SASKATOON -- A First Nation in northern Saskatchewan hit hard by a COVID-19 outbreak is emerging from a two-week voluntary lockdown in better shape.

That's according to an Athabasca Health Authority (AHA) report authored by primary healthcare executive director Taiwo Olubanwo.

As the temporary lockdown lifts, Black Lake First Nation has 19 active cases of COVID-19. During the outbreak's peak in late July, the community had over 40 active cases according to the report.

The outbreak was first declared on June 23.

During the lockdown period, access to facilities was strictly limited, travel was discouraged and community members were advised to stay at home.

While there was some inital resistance to the measures, Olubanwo writes that the community's response was "promising" a week into the lockdown.

Olubanwo had floated the idea of an emergency public health order (PHO) from the province to help enforce the measures.

Even without the order, Olubanwo says it appears the lockdown was also succesful in preventing the spread of COVID-19 to nearby communities.

"Evidence shows that the lockdown is effective, although tough to enforce without PHO," Olubanwo writes in the report.

Vaccination rates are still lagging in the community of more than 1,600, according to the report. Just 14 per cent of people there are fully vaccinated, Olubanwo says.

"With the number of efforts put in by the AHA primary health care team, our partners, and the community stakeholders, there is an increased chance that the vaccinated individual(s) may increase in the coming week in the face of a potential surge in COVID-19 active cases following the lockdown discontinuation."

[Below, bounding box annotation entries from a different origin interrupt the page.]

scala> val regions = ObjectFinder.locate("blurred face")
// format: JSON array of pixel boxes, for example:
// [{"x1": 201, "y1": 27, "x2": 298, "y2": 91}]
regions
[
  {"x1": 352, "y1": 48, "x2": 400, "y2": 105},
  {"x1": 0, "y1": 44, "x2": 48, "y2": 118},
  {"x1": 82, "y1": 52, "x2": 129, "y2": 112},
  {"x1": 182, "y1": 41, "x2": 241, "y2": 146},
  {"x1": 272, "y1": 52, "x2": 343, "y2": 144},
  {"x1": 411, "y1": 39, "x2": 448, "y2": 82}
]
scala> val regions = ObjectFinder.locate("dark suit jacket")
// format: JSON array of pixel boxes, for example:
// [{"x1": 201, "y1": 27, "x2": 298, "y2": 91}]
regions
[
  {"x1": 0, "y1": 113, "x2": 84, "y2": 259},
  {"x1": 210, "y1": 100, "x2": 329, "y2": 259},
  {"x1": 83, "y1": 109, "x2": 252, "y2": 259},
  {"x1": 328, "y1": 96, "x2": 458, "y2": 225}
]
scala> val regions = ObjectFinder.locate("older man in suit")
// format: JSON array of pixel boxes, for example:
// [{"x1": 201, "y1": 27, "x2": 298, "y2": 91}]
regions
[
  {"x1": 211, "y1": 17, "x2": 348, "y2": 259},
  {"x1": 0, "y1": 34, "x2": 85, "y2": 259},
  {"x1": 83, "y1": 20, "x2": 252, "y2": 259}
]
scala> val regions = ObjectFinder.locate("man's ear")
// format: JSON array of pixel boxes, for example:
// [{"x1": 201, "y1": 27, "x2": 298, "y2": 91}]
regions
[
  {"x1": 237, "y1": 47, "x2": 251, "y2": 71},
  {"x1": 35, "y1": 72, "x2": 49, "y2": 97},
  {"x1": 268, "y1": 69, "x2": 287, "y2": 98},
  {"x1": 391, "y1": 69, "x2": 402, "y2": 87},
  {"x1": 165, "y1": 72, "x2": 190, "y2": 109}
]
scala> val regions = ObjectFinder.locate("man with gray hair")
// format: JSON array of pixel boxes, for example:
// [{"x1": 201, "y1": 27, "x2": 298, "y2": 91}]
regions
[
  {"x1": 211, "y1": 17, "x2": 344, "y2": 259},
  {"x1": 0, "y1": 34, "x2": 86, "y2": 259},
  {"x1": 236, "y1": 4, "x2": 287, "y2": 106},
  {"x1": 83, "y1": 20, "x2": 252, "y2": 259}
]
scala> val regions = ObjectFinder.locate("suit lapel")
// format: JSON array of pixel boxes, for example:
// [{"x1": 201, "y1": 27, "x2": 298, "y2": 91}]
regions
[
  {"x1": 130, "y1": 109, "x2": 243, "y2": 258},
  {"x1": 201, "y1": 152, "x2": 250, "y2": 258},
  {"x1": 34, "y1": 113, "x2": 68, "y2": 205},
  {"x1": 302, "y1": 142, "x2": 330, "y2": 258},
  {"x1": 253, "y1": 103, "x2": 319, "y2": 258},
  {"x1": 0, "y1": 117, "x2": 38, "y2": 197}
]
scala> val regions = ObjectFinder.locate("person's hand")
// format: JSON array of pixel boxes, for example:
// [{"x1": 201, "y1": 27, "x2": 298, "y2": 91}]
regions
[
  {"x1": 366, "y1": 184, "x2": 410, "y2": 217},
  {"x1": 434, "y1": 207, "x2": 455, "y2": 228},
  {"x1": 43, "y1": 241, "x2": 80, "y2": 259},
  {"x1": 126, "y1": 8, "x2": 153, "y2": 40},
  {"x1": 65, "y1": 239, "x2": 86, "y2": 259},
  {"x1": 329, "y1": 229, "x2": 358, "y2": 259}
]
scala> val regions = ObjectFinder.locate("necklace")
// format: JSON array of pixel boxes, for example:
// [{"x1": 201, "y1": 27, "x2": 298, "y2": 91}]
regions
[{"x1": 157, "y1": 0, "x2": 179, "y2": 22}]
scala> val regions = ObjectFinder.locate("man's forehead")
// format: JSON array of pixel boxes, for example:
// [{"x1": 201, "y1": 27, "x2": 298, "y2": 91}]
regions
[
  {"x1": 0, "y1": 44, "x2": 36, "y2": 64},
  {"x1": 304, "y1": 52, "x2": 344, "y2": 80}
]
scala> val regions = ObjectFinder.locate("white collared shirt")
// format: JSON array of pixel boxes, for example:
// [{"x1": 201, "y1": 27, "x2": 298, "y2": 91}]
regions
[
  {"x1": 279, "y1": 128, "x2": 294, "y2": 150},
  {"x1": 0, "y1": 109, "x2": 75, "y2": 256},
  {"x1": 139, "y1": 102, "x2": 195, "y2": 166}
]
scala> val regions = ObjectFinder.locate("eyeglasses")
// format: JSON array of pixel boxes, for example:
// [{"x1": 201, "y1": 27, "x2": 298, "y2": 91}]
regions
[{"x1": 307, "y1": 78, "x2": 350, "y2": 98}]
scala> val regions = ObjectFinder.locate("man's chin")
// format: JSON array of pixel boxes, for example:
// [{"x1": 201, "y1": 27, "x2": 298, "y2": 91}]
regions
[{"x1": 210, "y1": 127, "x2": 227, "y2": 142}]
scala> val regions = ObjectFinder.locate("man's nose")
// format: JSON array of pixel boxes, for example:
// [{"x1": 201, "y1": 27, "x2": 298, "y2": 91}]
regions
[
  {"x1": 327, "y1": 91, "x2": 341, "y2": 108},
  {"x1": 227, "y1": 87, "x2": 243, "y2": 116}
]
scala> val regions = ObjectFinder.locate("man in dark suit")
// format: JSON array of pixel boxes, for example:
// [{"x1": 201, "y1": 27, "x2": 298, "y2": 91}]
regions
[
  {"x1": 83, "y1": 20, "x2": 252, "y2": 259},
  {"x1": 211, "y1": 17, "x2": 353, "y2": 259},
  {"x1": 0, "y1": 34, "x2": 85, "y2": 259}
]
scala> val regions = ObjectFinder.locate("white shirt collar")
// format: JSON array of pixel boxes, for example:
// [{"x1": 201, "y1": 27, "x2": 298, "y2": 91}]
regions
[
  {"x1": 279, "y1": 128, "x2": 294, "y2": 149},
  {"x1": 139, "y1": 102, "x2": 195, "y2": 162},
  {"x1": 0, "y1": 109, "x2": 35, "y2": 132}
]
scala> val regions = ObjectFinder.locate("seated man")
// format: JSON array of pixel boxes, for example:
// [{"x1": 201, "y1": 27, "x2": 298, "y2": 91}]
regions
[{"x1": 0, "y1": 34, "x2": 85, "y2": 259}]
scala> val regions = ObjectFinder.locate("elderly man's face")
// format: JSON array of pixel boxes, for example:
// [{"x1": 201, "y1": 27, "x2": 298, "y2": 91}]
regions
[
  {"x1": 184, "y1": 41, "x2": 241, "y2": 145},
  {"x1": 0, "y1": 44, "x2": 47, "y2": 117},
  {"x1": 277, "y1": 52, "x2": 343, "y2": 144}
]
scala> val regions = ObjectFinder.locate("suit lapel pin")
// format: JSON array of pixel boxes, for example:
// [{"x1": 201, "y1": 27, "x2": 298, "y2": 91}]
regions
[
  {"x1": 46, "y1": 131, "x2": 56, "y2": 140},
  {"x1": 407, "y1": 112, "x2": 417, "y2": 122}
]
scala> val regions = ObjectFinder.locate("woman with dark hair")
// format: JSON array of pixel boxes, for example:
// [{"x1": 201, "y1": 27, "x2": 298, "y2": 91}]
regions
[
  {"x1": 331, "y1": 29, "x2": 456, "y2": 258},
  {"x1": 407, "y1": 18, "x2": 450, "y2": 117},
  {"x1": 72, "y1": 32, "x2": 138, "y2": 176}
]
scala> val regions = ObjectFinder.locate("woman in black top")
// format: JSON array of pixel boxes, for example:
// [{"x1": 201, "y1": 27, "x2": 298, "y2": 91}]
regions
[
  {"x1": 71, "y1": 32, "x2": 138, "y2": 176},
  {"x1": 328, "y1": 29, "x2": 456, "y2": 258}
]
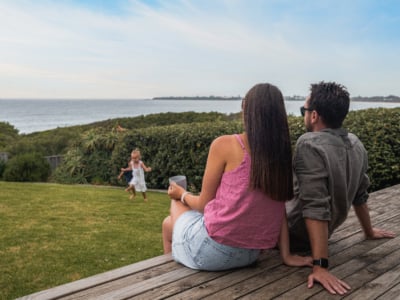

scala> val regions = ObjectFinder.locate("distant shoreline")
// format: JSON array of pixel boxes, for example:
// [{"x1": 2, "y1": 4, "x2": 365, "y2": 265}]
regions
[{"x1": 151, "y1": 95, "x2": 400, "y2": 103}]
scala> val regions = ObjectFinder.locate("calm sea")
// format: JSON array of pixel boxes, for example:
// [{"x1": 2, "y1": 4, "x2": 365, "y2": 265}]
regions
[{"x1": 0, "y1": 99, "x2": 400, "y2": 134}]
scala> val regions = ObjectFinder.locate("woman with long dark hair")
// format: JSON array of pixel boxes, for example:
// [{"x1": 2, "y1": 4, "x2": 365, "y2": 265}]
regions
[{"x1": 163, "y1": 83, "x2": 311, "y2": 271}]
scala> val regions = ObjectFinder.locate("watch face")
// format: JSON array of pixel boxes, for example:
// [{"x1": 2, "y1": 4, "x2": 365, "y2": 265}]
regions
[{"x1": 313, "y1": 258, "x2": 329, "y2": 268}]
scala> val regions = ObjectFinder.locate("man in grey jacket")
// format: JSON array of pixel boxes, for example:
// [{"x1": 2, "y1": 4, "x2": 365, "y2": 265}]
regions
[{"x1": 286, "y1": 82, "x2": 394, "y2": 294}]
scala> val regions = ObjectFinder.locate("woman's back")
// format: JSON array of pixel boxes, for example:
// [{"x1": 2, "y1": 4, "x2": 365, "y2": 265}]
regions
[{"x1": 204, "y1": 134, "x2": 285, "y2": 249}]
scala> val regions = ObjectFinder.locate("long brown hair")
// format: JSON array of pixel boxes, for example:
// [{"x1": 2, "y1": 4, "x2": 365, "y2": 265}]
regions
[{"x1": 243, "y1": 83, "x2": 293, "y2": 201}]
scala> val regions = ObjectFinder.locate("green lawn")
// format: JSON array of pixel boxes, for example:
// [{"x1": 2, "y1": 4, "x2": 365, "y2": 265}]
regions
[{"x1": 0, "y1": 181, "x2": 169, "y2": 299}]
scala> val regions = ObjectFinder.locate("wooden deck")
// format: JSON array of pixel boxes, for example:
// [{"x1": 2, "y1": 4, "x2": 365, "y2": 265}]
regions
[{"x1": 20, "y1": 185, "x2": 400, "y2": 300}]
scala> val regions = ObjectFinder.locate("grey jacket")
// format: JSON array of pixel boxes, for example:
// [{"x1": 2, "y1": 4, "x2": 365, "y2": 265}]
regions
[{"x1": 286, "y1": 128, "x2": 369, "y2": 245}]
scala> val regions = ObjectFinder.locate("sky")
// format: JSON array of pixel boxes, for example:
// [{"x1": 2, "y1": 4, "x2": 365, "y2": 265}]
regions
[{"x1": 0, "y1": 0, "x2": 400, "y2": 99}]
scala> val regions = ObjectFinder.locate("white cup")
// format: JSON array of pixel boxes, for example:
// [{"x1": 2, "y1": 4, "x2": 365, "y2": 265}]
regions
[{"x1": 169, "y1": 175, "x2": 187, "y2": 190}]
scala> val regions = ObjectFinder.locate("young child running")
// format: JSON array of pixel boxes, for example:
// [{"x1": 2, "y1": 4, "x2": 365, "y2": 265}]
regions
[{"x1": 121, "y1": 148, "x2": 151, "y2": 201}]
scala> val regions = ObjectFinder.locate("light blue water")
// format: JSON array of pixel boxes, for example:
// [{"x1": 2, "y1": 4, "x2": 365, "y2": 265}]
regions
[{"x1": 0, "y1": 99, "x2": 400, "y2": 133}]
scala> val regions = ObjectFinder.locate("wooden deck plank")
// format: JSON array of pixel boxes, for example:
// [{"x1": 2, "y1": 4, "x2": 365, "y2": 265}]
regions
[
  {"x1": 376, "y1": 283, "x2": 400, "y2": 300},
  {"x1": 16, "y1": 185, "x2": 400, "y2": 300},
  {"x1": 347, "y1": 262, "x2": 400, "y2": 300},
  {"x1": 264, "y1": 217, "x2": 400, "y2": 299}
]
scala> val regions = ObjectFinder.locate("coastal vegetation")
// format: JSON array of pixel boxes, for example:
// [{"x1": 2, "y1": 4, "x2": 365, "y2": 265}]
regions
[{"x1": 0, "y1": 108, "x2": 400, "y2": 192}]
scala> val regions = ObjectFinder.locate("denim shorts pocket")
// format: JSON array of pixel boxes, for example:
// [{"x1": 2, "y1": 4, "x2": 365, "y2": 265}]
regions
[{"x1": 193, "y1": 237, "x2": 234, "y2": 271}]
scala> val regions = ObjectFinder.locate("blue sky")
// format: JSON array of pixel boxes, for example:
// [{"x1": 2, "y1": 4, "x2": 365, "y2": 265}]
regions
[{"x1": 0, "y1": 0, "x2": 400, "y2": 99}]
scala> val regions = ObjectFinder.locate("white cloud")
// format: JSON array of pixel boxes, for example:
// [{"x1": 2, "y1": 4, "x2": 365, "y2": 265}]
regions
[{"x1": 0, "y1": 0, "x2": 400, "y2": 98}]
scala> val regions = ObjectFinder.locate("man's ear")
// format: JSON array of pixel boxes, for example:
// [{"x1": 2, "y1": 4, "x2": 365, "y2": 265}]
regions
[{"x1": 311, "y1": 110, "x2": 320, "y2": 124}]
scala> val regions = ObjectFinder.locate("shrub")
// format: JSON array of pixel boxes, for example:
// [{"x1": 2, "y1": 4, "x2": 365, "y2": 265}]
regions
[
  {"x1": 3, "y1": 153, "x2": 50, "y2": 182},
  {"x1": 50, "y1": 108, "x2": 400, "y2": 192}
]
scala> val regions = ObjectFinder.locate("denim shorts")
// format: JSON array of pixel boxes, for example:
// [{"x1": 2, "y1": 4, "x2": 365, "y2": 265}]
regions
[{"x1": 172, "y1": 210, "x2": 261, "y2": 271}]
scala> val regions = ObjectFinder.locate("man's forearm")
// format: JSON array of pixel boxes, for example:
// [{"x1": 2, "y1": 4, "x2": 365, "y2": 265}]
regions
[
  {"x1": 353, "y1": 203, "x2": 373, "y2": 237},
  {"x1": 305, "y1": 218, "x2": 328, "y2": 259}
]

While COVID-19 poses a signifigant risk in the community due to the lower rates of vaccination, Olubanwo says extending the lockdown would potentially be "challenging" without an emergency PHO in place.

"It is summertime, many people want to go on vacation, visit friends and family and have fun," Olubanwo says.

"In all fairness, lifting the lockdown is not the issue. Adherence to the COVID-19 preventive measures is indeed essential."